Proposition 75 is equally misleading and dangerous. It purports to grant protections to the paychecks of the members of public employee unions, including the Glendale College Guild, so that their unions cannot spend their dues in political campaigns without their permission.
This proposal ignores the fact that many of these unions already have built-in protections against such practices. Our union allows faculty who enjoy the benefits of the union contract, but who oppose some of the positions of the union, to pay an agency fee rather than union dues to protect them against being forced to pay for activities they do not support.
In addition, our union has created a separate organization, Professors for Quality Education, to which union members who chose to do so voluntarily contribute to engage in political action so that union dues can be reserved for less controversial activities.
Prop 75 is in reality nothing more than a cynical attempt by the governor and his corporate allies to take away the ability of teachers, police, firefighters and other public employees to have any effective voice in protecting their own interests.
Remember that only a few months ago the governor proposed taking away the retirement pensions for all these public employees, but had to retreat abruptly due to strongly opposed public opinion. He wants to come after us again next year after he silences our political voices.
Proposition 76 represents the gravest threat to public education, including the community college system, as well as to the healthcare and public safety systems.
This so-called “living within our means” proposal will immediately cut kindergarten through community college funding by $4 billion _” approximately $600 per student at a time when California already has fallen to 48th out of 50 states in educational spending per student.
Under the guise of returning control of government spending to the people, it overturns the very popular Proposition 98 funding protections for public education enacted by a large majority of voters not so long ago.
It creates a very “hair-trigger” arrangement under which minor shortfalls in state revenues would allow the governor to declare a “fiscal state of emergency” and take all power over the budget away from our elected representatives in the legislature and suspend previously enacted laws, as well as union contracts for teachers, police, firefighters and other public employees. It grants virtual dictatorial control of public spending to the governor and destroys the checks and balances in state government.
Prop 78 is a generally weaker reform proposal on the same subject, which was bankrolled by large pharmaceutical companies as a way of undermining support for Proposition 79.
Prop 79 is a healthcare reform measure which improves the availability of low cost prescription drugs supported by the majority of the state legislature and by the Alliance for a Better California.
There are several other significant proposals on the ballot that should be examined carefully, but the space available does not allow such an in-depth analysis of these or even the above-mentioned propositions.

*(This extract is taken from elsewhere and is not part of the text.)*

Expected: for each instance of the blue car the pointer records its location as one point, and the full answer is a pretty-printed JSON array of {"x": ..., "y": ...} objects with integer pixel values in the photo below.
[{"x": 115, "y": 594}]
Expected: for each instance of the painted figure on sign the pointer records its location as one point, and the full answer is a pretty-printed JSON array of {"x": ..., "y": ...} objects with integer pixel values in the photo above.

For more information, go to www.betterca.com
and www.voterguide.ss.ca.gov (the official state sponsored voter guide information).
The College Guild urges all eligible members of the campus community to register to vote, to educate themselves further about all the issues, (especially Propositions 74, 75 and 76, which affect public education so critically and directly), and to encourage their friends and neighbors to do their same.
The Guild will be working with the Associated Students and the League of Women Voters to sponsor voter registration tables at the El Vaquero Plaza and registration efforts in classrooms during the weeks of Oct. 3 and 17. The deadline to register to vote is Oct. 24.
Educate yourselves and vote to protect quality education, healthcare and public safety in California.